There is a unit u and primes $\pi_{j}=a_{j}+b_{j}i$ in $\mathbb{Z}[i]$ with $a_{j}>0, b_{j}>0$ and $7+i = u\pi_{1}\dots\pi_{k}$
$\mathbb{Z}[i]$ has four units: $i,-i,1,-1$. The product of the primes is also in $\mathbb{Z}[i]$, so : $7+i=u\pi… \pi_{k} = i(a+bi) = -b+ai$. This can't be the case since then it would follow that : $a=1, b=-7$ but since $b_{j}> 0$ i therefore can't be that unit.

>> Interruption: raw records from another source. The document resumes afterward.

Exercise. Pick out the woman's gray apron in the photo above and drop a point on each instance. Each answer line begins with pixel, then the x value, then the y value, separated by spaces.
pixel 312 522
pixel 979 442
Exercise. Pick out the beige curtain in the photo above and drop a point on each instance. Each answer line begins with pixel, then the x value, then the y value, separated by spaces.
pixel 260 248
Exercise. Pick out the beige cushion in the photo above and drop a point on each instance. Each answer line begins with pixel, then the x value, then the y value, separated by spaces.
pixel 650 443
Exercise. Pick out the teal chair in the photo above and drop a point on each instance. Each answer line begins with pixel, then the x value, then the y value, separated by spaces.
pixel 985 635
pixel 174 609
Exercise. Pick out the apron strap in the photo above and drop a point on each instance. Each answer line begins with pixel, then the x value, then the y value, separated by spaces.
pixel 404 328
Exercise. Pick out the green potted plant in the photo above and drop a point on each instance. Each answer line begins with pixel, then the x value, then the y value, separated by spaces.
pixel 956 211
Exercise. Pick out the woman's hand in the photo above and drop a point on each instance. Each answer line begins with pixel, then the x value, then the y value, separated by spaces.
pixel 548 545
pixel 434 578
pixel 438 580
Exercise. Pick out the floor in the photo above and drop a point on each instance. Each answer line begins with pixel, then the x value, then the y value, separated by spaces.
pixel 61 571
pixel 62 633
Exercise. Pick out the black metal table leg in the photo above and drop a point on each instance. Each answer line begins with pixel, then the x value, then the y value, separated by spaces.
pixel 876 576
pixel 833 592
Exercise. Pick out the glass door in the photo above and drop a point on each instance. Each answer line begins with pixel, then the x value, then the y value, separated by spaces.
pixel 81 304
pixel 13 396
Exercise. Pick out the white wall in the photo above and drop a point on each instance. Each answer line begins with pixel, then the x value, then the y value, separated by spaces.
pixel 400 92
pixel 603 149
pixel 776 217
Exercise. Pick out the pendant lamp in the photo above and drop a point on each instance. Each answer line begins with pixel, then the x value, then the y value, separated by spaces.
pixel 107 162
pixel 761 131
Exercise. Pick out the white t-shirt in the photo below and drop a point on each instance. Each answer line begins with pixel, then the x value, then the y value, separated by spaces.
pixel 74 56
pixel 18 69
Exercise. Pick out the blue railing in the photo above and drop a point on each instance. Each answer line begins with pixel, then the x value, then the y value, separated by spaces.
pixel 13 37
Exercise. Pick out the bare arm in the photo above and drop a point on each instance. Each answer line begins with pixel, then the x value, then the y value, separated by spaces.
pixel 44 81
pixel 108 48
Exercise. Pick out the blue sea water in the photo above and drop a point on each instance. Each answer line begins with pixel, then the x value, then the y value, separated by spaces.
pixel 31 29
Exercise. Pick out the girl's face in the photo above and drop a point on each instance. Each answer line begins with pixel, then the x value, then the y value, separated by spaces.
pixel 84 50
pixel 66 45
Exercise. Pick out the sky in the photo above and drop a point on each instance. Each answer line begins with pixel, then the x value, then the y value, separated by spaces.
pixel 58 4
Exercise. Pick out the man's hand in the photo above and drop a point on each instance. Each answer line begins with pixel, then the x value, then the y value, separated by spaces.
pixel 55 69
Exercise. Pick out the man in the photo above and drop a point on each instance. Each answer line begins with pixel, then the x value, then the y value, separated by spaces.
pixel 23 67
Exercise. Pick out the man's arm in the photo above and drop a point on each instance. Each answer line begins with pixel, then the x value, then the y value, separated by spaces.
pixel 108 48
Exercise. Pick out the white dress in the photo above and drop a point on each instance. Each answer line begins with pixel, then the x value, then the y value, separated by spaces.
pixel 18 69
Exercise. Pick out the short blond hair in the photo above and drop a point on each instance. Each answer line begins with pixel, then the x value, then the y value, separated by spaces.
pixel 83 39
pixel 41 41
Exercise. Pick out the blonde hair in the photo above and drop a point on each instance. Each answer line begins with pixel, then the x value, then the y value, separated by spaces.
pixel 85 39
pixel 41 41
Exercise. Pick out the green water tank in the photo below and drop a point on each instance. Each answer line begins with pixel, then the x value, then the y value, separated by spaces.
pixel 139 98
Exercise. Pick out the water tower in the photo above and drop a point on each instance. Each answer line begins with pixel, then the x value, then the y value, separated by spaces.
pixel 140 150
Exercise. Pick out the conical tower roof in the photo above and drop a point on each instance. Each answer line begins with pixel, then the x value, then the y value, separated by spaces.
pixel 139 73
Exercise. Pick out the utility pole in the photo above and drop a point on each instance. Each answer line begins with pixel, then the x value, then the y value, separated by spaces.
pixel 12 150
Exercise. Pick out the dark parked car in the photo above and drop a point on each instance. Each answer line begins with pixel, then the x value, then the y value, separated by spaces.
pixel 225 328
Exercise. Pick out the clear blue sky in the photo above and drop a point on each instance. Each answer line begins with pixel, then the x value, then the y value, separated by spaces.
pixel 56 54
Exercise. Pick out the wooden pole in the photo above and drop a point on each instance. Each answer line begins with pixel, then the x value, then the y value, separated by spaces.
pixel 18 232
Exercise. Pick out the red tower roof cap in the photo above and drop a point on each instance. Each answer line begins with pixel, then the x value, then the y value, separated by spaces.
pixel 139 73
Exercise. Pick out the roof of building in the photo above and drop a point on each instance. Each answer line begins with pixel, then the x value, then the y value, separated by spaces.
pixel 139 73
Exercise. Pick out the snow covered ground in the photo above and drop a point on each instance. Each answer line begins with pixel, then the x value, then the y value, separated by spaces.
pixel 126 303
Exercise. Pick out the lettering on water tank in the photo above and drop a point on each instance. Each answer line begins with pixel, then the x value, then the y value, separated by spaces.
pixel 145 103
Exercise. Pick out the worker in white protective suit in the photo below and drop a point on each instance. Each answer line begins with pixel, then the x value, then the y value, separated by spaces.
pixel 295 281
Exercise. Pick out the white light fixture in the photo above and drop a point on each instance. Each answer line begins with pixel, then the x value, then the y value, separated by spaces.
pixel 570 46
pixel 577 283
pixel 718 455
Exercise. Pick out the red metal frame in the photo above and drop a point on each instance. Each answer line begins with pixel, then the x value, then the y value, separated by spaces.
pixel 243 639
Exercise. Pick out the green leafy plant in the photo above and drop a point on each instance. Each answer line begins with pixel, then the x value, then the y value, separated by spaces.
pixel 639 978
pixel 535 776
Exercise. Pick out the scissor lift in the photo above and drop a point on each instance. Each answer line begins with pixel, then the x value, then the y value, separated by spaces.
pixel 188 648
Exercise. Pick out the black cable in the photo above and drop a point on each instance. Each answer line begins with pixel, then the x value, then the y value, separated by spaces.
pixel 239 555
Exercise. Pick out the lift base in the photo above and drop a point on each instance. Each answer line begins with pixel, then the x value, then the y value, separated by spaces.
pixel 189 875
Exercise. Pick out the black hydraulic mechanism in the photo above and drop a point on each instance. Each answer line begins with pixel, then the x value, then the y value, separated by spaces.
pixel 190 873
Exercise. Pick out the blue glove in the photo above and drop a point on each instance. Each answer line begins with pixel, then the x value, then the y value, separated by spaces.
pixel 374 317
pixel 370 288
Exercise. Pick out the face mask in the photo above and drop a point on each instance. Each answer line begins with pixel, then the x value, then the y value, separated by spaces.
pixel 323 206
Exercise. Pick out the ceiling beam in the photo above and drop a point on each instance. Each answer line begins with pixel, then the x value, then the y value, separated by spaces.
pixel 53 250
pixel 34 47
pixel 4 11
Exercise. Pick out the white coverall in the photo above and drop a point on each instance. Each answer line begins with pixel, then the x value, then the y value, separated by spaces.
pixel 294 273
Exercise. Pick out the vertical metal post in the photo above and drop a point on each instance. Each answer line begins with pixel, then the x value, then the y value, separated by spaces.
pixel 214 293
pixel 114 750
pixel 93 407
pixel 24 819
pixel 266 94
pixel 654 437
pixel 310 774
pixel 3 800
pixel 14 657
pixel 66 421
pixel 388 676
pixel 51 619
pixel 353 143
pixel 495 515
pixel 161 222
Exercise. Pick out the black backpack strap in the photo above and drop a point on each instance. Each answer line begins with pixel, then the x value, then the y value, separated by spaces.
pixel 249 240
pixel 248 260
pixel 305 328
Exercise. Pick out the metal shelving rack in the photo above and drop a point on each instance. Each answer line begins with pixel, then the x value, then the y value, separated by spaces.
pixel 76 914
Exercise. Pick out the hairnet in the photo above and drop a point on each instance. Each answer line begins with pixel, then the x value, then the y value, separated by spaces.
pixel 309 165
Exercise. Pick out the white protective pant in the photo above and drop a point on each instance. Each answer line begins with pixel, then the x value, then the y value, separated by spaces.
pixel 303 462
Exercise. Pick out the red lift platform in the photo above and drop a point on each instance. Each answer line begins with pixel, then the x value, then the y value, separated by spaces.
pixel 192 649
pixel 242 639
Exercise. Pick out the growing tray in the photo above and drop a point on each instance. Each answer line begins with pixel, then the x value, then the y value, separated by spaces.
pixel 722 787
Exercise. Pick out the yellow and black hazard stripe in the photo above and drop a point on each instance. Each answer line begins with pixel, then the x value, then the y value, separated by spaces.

For -i : we get -i(a+bi)= -ai+b . With this it follows that $a=-1, b= 7 $, therefore since $a_{j}>0$ this also can not be true.
For 1: 1(a+bi)= a+bi , a=7, b=1. This could be true, so now it is to show that 7+i is prime in $\mathbb{Z}[i]$. We can see directly that 7+i is irreducible over $\mathbb{Z}[i]$ and that means it must also be prime since $\mathbb{Z}[i]$ is a UFD. Therefore 1 is that unit.
I believe this can't be right, because I didn't use the indices at all. Does anybody see the right way? Please do tell.